Now not aligning the paths will of course have the motions in different planes as shown below, the mere purpose of this image to show the un-aligned trajectories: image

Now using --align clearly shows that the paths are now on the same plane, but not starting from the same position (knowing that both trajectories start from the same point) image

The issue is when we want to have the origins aligned , but the --align_origin flag does not achieve that , but rather gives the same results as without any alignment (even the plot title doesnt mention doing any origin alignment). As well as using both flags of --align_origin and --align. Realistic is a bad choice of words and what is meant is a more accurate estimate as I would imagine the best estimate is when the straight paths start at the same point and lie on the same plane.

The evo version I am using is: v1.30.0

EDIT: The --align_origin does not work with --correct_scale nor --align, the idea is to have alignment and aligning the origin at the same time (constrained optimization in a sense)

kameel2311 avatar Oct 02 '24 08:10 kameel2311

Checking the main_ape.py, why is the align_origin flag in an elif and not an if statement in line 64

kameel2311 avatar Oct 02 '24 09:10 kameel2311

Thanks for the more detailed explanation. I see different things here:

  • --align_origin --correct_scale: Mixing those was so far not yet considered in the evo_ape/rpe apps, but can be done. As you pointed out, this can be done by changing from elif to if.
  • --align --align_origin: This is not supported, and also algorithmically doesn't make sense as it would break the properties of each other:
    • forcing start pose (position + orientation) to be the same
    • vs. minimizing distance over all poses

This is now handled clearer in v1.30.1, using both flags together is not possible anymore (details here)

idea is to have alignment and aligning the origin at the same time (constrained optimization in a sense)

This would require a completely new alignment algorithm, it's not possible to achieve with the available options.

MichaelGrupp avatar Oct 14 '24 15:10 MichaelGrupp

I understand that --align and --align_origin are incompatible, however would it not be worth having an alignment algorithm that aligns the first pose in xyz, and then minimises the distance over all poses by adjusting the roll, pitch and yaw of the trajectory, with a flag to select the number of poses upon which to calculate this minimisation?
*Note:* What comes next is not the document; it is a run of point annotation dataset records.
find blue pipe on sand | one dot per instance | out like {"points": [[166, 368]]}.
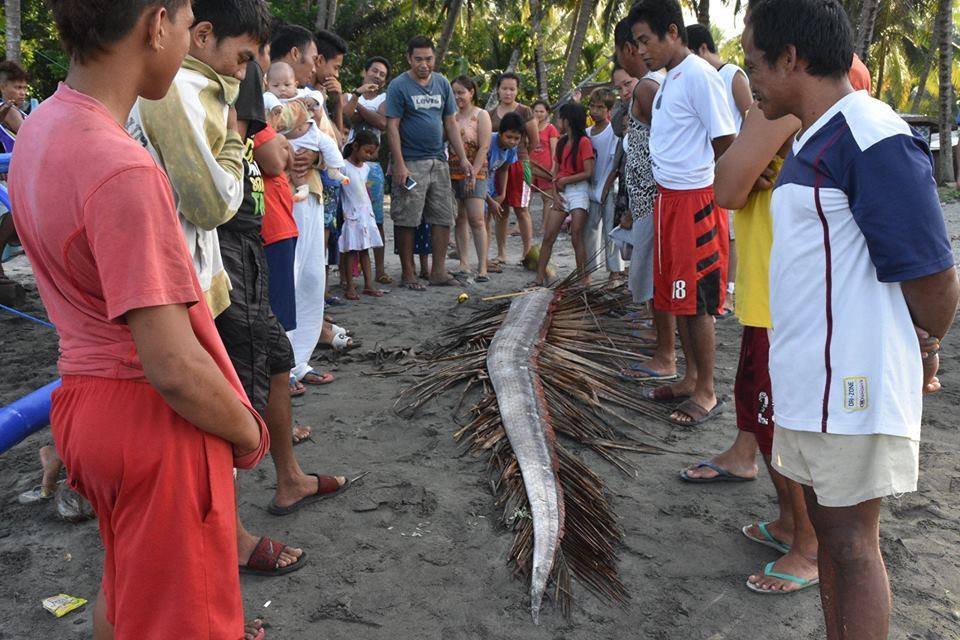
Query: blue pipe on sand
{"points": [[25, 416]]}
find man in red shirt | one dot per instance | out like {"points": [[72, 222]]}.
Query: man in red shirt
{"points": [[151, 418]]}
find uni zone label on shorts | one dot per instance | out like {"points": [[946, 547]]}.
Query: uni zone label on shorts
{"points": [[855, 393]]}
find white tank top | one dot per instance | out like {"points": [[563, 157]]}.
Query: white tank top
{"points": [[728, 72]]}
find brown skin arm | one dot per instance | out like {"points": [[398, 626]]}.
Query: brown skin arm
{"points": [[932, 301], [720, 145], [742, 96], [748, 158], [272, 156], [187, 378], [643, 95]]}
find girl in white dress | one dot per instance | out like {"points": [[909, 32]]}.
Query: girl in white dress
{"points": [[359, 232]]}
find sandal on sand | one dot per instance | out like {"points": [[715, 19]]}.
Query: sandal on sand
{"points": [[768, 539], [265, 559], [38, 494], [296, 388], [722, 475], [317, 379], [770, 573], [327, 487], [664, 394], [697, 414], [301, 434], [636, 372], [413, 286]]}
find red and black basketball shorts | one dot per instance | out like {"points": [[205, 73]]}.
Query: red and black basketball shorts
{"points": [[690, 252]]}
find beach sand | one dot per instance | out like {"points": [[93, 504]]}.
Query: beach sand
{"points": [[414, 550]]}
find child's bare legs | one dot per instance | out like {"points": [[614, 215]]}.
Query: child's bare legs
{"points": [[369, 284], [52, 465], [525, 224], [553, 219], [460, 237], [478, 226], [378, 254], [577, 226], [350, 259], [502, 224]]}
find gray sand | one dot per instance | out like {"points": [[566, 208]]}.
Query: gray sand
{"points": [[414, 551]]}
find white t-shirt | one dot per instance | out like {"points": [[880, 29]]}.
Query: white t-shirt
{"points": [[728, 72], [604, 150], [372, 104], [855, 213], [690, 110]]}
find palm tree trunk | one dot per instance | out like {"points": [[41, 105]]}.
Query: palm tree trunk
{"points": [[449, 26], [536, 20], [12, 13], [868, 19], [331, 14], [945, 29], [576, 44], [703, 12], [927, 66]]}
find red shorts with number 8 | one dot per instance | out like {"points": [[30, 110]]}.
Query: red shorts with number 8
{"points": [[690, 252]]}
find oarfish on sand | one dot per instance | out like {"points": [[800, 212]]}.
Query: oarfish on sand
{"points": [[512, 366]]}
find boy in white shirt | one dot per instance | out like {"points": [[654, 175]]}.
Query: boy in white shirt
{"points": [[602, 211], [691, 125], [860, 269]]}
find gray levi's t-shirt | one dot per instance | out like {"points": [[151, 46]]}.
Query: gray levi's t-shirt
{"points": [[421, 110]]}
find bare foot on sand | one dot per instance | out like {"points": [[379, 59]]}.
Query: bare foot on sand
{"points": [[793, 564]]}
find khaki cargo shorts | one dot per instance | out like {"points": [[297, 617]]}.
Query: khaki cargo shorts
{"points": [[431, 201]]}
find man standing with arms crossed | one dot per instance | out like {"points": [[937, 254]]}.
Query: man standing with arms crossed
{"points": [[420, 108], [861, 267], [691, 126]]}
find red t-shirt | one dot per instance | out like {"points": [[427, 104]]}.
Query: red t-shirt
{"points": [[540, 154], [572, 165], [278, 221], [103, 237]]}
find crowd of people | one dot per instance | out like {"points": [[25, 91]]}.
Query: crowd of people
{"points": [[187, 271]]}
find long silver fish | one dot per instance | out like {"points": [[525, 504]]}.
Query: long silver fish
{"points": [[511, 363]]}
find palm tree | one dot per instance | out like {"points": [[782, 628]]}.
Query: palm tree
{"points": [[540, 64], [945, 31], [584, 17], [865, 26], [12, 12], [449, 25]]}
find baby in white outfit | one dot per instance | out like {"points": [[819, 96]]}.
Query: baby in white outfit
{"points": [[282, 88]]}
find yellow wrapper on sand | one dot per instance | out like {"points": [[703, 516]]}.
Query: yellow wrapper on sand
{"points": [[62, 604]]}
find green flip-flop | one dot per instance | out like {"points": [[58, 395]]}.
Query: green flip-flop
{"points": [[768, 539], [770, 573]]}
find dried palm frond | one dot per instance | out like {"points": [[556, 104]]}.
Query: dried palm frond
{"points": [[577, 363]]}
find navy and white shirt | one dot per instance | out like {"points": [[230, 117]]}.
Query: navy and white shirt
{"points": [[856, 213]]}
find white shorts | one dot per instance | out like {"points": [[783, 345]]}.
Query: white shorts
{"points": [[847, 470], [576, 196]]}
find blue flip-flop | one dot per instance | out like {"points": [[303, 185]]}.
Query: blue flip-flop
{"points": [[722, 475], [649, 375], [768, 539], [770, 573]]}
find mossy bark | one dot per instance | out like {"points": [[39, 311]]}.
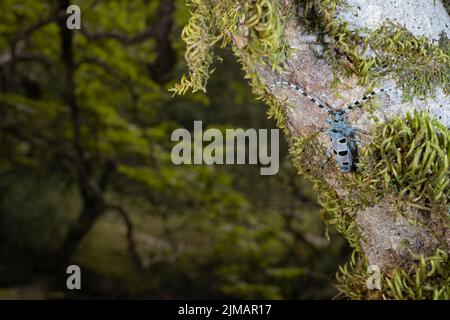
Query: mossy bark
{"points": [[337, 51]]}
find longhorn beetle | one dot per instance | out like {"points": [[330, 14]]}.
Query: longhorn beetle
{"points": [[341, 133]]}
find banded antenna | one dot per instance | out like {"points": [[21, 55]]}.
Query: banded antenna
{"points": [[364, 99], [315, 100]]}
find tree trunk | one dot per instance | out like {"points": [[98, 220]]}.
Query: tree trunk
{"points": [[394, 205]]}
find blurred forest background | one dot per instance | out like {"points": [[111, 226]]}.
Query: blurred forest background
{"points": [[86, 176]]}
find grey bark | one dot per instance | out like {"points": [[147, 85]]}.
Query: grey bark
{"points": [[381, 232]]}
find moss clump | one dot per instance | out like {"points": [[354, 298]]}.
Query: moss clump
{"points": [[426, 278], [418, 65], [307, 152], [217, 22], [408, 157]]}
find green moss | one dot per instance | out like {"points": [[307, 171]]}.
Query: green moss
{"points": [[307, 152], [216, 22], [426, 278], [409, 157], [418, 65]]}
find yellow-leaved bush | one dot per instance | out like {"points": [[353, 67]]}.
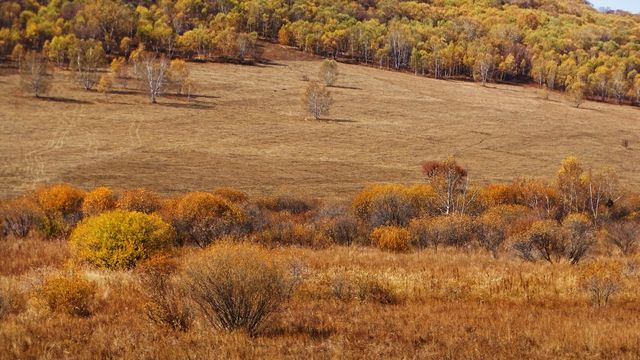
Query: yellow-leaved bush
{"points": [[201, 217], [120, 239]]}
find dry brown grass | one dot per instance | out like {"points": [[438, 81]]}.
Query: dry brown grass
{"points": [[453, 304], [246, 128]]}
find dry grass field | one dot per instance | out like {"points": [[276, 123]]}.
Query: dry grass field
{"points": [[246, 128]]}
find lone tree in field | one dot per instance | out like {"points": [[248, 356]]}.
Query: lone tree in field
{"points": [[154, 70], [329, 72], [317, 99], [87, 57], [34, 74], [179, 76], [576, 91], [449, 180]]}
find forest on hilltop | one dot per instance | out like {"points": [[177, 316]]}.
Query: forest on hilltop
{"points": [[559, 44]]}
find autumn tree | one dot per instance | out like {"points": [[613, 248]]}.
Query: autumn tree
{"points": [[87, 57], [449, 180], [571, 184], [576, 92], [179, 75], [317, 99], [35, 76], [153, 68], [329, 72]]}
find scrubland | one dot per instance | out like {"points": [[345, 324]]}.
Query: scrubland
{"points": [[220, 274]]}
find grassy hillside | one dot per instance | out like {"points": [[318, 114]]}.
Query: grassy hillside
{"points": [[247, 128]]}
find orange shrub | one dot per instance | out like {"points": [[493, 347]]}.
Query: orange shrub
{"points": [[579, 236], [202, 218], [498, 194], [453, 230], [120, 239], [423, 198], [98, 201], [291, 204], [231, 194], [72, 294], [140, 200], [391, 238], [239, 286], [341, 230], [601, 280], [388, 204]]}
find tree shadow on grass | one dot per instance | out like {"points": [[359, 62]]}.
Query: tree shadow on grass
{"points": [[64, 100], [345, 87], [337, 121], [312, 332], [193, 96], [126, 92], [188, 106]]}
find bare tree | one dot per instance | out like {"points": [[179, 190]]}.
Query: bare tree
{"points": [[317, 99], [154, 70], [329, 72], [34, 74], [87, 56], [449, 180], [625, 236], [484, 67], [602, 190]]}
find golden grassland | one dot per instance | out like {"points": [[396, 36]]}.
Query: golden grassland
{"points": [[445, 304], [246, 128]]}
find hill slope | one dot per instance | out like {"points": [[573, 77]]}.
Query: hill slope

I am encountering situations whereby --align_origin results in the trajectories being vastly misoriented, so I am forced to use --align and --n_to_align, yet this minimisation results in the origins not being aligned, meaning the pose error does not start from zero. My understanding is that the pose error should start from zero and then drift.

harry-graves avatar Oct 23 '24 17:10 harry-graves

My understanding is that the pose error should start from zero and then drift.

I assume you are talking about an absolute pose error here. As you observed, these errors can quickly accumulate when aligning only at/around the start only. Errors at the start are weighted high, and the trajectory length influences the result too. That bias is one of the reasons why relative pose errors exist, because they measure drift invariant to global alignment and independent of total trajectory length.

I can't comment whether you "should" measure like that, because it depends on your use case. But I can say that absolute errors are usually not well-suited for drift comparison.

My recommendation that should cover most of the real-world evaluation scenarios is:

  • APE without alignment: evaluation of absolute accuracy (example: localization quality)
  • APE + full alignment: evaluation of overall trajectory shape consistency (example: mapping quality)
  • RPE: evaluation of drift (example: odometry quality, e.g. rotational error per meter)

These are fair metrics that allow also to compare different results.

APE + origin alignment is also valid, but has this strong sensitivity on the quality of the first pose(s) that you need to keep in mind, so less suited to assess overall trajectory quality. APE with some new constrained alignment that minimizes around an arbitrary number of first poses while keeping the first position fixed (but not its orientation) also doesn't get rid of that problem. So I would recommend to check if a relative metric isn't better suited for the task.